Technical note: Droplet digital PCR precisely and accurately quantifies sex skew in bovine semen

Abstract

Quantifying the relative population of sperm cells bearing the X or Y chromosome in a sexed-semen sample has historically been limited to methods that are either low throughput and sensitive to user subjectivity (e.g., fluorescence in situ hybridization), conterminous (using the same technology to generate and confirm the sex skew), or relatively insensitive (including quantitative PCR with a change detection threshold of 2×). Customers pay a premium for sexed semen and should have access to reliable sex skew data, generated by an accurate, precise test that is orthogonal to the method used to generate sexed semen. Droplet digital PCR (ddPCR) has the capacity to provide an accurate and precise sex skew quantitation by subdividing a pool of template DNA into nanoliter-scale droplets containing either 1 or 0 copies of template DNA. Then PCR amplification is conducted in the droplets, and the number of copies of the amplicon of interest can be counted as the number of fluorescence-positive droplets based on classic quantitative PCR fluorescent reporters. We have optimized and validated a multiplexed ddPCR assay that uses this copy counting method to quantify the sex skew (ratio of X or Y chromosomes) in frozen-thawed bovine sexed semen.

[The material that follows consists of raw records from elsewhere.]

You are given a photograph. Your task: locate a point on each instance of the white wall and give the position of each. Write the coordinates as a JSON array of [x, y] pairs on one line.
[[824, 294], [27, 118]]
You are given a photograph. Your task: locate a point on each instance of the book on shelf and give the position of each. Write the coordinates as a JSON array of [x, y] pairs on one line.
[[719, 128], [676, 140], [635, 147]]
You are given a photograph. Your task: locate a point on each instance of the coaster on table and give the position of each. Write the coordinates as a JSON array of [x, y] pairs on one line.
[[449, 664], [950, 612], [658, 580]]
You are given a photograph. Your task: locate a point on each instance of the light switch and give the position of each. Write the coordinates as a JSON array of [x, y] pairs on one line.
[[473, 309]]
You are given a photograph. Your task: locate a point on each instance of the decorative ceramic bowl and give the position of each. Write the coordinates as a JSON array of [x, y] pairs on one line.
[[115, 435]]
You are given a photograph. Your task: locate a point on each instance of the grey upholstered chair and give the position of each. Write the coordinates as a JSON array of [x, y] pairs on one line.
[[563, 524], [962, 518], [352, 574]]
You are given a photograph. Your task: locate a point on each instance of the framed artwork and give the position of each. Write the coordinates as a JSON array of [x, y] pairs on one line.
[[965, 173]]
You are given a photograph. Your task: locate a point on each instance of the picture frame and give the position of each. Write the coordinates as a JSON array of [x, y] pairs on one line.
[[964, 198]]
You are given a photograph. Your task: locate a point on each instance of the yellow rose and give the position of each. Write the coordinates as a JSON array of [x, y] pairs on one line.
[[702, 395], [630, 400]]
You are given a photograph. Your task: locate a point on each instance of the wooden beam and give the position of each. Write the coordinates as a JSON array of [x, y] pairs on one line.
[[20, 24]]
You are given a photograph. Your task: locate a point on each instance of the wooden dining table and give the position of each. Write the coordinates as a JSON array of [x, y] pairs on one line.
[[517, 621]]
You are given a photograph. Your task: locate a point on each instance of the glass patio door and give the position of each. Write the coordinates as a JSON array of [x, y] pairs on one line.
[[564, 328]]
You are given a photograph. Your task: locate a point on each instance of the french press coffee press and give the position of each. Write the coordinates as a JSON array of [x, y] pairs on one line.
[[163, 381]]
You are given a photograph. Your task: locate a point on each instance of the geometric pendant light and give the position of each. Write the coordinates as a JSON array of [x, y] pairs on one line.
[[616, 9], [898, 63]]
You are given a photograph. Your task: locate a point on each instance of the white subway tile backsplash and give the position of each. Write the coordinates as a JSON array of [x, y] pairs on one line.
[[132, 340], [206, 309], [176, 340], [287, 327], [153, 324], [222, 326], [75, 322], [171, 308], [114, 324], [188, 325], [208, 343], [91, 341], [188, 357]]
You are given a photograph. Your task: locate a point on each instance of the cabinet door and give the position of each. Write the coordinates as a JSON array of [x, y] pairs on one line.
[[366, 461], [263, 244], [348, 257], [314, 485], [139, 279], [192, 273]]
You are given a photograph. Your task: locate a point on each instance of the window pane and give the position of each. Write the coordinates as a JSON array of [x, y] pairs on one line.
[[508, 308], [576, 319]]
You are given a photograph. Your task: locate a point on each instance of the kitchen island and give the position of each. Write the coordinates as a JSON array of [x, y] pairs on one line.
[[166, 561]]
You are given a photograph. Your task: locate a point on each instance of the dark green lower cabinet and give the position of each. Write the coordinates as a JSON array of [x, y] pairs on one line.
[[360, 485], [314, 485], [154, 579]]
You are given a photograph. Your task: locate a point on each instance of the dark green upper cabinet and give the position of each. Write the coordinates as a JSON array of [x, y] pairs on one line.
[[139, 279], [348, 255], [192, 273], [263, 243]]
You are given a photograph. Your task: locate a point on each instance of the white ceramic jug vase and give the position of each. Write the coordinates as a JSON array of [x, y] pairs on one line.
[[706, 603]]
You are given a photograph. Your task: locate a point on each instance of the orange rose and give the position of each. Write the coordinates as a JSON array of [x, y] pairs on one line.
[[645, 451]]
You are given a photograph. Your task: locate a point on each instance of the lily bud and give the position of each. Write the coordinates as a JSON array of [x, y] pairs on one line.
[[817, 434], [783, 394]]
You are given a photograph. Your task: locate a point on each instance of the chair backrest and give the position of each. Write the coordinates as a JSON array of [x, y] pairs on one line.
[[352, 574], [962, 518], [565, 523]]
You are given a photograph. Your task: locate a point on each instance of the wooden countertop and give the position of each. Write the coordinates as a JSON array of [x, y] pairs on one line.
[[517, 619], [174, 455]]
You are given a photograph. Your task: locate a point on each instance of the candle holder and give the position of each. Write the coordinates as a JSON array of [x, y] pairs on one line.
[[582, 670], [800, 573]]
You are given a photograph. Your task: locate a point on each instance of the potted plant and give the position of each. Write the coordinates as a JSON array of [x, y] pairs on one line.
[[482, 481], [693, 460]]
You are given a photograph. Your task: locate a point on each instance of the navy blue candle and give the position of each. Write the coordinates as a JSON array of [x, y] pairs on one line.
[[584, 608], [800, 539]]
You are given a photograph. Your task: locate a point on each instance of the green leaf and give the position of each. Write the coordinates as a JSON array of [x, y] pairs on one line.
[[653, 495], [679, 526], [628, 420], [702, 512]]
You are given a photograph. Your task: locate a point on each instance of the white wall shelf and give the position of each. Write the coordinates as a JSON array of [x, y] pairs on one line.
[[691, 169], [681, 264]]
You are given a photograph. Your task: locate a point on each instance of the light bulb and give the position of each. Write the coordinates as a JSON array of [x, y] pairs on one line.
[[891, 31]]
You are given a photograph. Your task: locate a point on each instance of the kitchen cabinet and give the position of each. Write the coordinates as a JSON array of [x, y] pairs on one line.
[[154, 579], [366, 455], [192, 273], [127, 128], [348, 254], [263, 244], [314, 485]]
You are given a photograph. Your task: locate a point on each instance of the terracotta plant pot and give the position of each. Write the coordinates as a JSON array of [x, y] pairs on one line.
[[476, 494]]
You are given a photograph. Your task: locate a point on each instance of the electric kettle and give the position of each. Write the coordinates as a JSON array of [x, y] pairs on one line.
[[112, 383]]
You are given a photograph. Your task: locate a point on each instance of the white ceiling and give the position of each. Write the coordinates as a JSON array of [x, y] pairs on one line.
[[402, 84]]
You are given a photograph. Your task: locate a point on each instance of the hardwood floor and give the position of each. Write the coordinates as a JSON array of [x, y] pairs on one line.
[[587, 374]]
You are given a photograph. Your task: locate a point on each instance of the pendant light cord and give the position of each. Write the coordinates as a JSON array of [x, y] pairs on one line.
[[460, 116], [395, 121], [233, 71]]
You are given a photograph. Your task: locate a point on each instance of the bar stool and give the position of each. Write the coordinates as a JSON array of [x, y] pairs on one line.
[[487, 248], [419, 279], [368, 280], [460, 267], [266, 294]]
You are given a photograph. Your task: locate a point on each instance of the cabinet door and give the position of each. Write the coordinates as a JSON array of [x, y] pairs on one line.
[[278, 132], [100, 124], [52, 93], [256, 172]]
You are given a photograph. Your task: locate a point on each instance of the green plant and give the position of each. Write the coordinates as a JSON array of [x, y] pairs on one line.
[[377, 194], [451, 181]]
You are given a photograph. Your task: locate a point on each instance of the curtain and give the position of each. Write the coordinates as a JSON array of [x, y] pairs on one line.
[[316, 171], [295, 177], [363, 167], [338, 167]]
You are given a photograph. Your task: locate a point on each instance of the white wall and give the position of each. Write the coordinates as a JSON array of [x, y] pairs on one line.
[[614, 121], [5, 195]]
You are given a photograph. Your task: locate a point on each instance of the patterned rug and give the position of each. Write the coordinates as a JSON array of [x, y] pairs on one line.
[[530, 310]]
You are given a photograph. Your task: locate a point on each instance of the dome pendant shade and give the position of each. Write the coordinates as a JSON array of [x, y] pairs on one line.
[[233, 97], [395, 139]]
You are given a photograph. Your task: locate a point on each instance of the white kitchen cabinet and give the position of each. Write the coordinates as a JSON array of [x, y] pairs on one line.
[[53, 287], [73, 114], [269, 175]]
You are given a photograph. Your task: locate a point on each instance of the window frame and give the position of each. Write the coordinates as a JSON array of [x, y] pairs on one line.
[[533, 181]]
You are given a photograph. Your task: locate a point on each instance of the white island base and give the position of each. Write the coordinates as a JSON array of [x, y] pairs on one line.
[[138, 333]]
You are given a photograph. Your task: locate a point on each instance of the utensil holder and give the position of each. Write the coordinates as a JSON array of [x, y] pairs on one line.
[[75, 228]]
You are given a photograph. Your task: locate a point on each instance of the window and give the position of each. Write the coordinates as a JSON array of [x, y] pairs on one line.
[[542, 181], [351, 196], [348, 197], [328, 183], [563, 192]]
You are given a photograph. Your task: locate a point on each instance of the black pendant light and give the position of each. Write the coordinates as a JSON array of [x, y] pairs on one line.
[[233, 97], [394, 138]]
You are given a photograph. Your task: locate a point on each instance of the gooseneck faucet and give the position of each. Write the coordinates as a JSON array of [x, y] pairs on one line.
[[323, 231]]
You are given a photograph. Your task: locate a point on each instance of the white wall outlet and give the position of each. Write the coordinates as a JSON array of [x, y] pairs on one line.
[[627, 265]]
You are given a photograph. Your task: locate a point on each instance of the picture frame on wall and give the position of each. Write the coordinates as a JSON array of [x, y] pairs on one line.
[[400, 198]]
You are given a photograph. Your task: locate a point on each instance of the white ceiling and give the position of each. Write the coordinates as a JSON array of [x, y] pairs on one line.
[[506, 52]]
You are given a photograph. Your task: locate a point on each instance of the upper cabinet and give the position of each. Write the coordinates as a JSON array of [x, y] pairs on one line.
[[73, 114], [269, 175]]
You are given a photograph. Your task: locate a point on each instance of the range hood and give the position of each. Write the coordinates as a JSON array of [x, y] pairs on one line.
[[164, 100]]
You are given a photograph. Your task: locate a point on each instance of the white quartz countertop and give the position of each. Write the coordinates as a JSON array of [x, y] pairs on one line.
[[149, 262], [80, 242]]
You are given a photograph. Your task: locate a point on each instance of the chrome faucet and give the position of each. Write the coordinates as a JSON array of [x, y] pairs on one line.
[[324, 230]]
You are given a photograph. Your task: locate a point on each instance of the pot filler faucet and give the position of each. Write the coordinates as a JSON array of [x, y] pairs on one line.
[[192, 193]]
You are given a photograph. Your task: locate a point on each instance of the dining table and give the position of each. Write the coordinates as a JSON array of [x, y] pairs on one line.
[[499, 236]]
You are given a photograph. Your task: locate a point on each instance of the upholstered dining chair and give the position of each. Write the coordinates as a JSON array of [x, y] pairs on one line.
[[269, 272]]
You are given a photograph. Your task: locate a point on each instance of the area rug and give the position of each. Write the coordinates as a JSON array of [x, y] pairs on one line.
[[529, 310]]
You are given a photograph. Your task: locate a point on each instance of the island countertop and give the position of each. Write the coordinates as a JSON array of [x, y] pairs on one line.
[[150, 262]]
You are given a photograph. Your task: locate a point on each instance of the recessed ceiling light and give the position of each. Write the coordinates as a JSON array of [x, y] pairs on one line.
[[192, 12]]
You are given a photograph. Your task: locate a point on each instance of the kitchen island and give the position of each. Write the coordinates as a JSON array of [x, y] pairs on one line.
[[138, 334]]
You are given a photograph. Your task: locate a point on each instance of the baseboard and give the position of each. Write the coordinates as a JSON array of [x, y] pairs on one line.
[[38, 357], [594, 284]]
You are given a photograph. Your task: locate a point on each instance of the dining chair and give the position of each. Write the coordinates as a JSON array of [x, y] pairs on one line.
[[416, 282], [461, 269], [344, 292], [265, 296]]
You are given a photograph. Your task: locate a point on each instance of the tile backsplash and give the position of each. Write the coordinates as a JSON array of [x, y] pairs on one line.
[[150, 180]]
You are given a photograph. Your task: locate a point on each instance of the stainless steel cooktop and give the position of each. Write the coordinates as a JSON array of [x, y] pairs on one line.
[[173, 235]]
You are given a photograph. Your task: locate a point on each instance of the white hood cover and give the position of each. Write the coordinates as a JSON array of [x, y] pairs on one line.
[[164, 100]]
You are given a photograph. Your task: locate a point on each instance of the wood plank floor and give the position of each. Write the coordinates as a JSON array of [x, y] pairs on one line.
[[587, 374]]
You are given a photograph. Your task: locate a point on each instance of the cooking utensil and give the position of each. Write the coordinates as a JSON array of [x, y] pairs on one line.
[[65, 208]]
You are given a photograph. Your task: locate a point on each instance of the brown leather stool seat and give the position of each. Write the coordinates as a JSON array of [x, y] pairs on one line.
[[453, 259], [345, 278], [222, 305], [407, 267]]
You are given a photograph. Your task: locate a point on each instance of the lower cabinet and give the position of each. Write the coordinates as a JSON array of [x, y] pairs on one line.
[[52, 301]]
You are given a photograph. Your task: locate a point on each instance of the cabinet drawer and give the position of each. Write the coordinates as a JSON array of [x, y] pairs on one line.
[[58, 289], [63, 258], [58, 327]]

The assay interrogates at least 1,000 cells per sample well, quantifying X and Y chromosome copy numbers along with an autosomal gene, GAPDH, used as an internal assay control to confirm total cells counted. The ddPCR sex skew assay achieved a 0.5-percentage-point variance for %X or %Y with a broad linear detection range, from 10 to 95% X, and provided reproducible skew values across a range of 9 to 27 ng of genomic DNA input. This approach overcomes some limitations of other sex skew assays by quantifying absolute X and Y chromosome copy numbers, thus providing a rigorous, independent assessment of sex-skewed semen.